FETÖ’cüler Dündar’ın açığını yakalamak için özel hayatını ahlaksız yöntemlerle eşelemiş muvaffak olamamışlardı.
Uğur Dündar’a her dönem çamur atıldı dedim ya! Size komik bir anımı anlatayım. Birlikte çalışma dönemimiz bitmiş ben Mersin’e dönmüştüm. Bir mekanda kendi aralarında sohbet eden insanlardan biri diğerine Uğur Dündar’ın rüşvet ile haber yaptığını anlatıyordu. Konuşmaya dahil oldum. Sonrası şöyle gelişti
“Uğur Dündar rüşvet ile haber mi yapıyormuş?” diye sordum.
“Evet kesin olarak öyle yapıyormuş.” dedi.

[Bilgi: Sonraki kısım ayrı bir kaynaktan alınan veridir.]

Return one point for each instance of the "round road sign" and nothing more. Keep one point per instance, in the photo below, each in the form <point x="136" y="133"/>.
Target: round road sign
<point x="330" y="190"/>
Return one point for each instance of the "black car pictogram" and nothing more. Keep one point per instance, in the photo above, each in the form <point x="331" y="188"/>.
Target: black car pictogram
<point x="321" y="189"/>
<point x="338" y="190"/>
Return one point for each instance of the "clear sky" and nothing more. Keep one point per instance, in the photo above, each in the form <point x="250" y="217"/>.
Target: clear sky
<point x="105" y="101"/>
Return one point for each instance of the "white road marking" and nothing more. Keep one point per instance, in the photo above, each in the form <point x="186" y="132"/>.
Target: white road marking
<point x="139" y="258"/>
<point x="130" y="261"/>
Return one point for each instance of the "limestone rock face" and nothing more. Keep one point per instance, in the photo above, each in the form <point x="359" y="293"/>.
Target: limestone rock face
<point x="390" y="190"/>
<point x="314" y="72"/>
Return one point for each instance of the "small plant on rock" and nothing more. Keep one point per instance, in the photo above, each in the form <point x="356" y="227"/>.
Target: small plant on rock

“Ama ben onunla 8 yıl çalıştım ve gidilen haberler, yapılmayan haberler bunların nedenleri hakkında bilgi sahibiyim Uğur Dündar parayla haber yapmaz.” dedim.
“-Hayır! Çok güvenilir bir arkadaşımdan duydum. Rüşvet alıyormuş.”
“-Bak arkadaşım, Uğur Dündar her transfer olduğu kanaldan zaten yüklü miktarda ücret alırdı. Onun rüşvet almaya ihtiyacı yok. Hem medya sektörü öyle bir çamurdur ki bir ahlaksızlık er geç ortaya çıkar. O nedenle bunca yıl çalıştığım adamı bana mı anlatıyorsun? Hem kim bunu sana söyleyen?”
“-Benim pezev… bir arkadaşım var o söyledi rüşvet aldığını…”
Geçenlerde Uğur Abi ARENA’dan yetişen gazetecileri sayarken beni yazmamış. Hiç sorun değil. Ben Uğur Dündar’ın bana kazandırdıklarını biliyorum bu yeter.
Sonuç olarak bugün Mersin’de gazetecilik yapmaya devam ediyorum. Ben de ekibime Uğur Dündar gazeteciliğini öğretiyorum. Uğur Dündar televizyonculuğunu öğretiyorum. Bunca yıl birlikte çalışan ve şu an O’ndan hiçbir menfaati olmayan biri olarak Uğur Dündar’ı sizlere anlattım. Bana ya da diğer “arkadaşlara” inanmak size kalmış.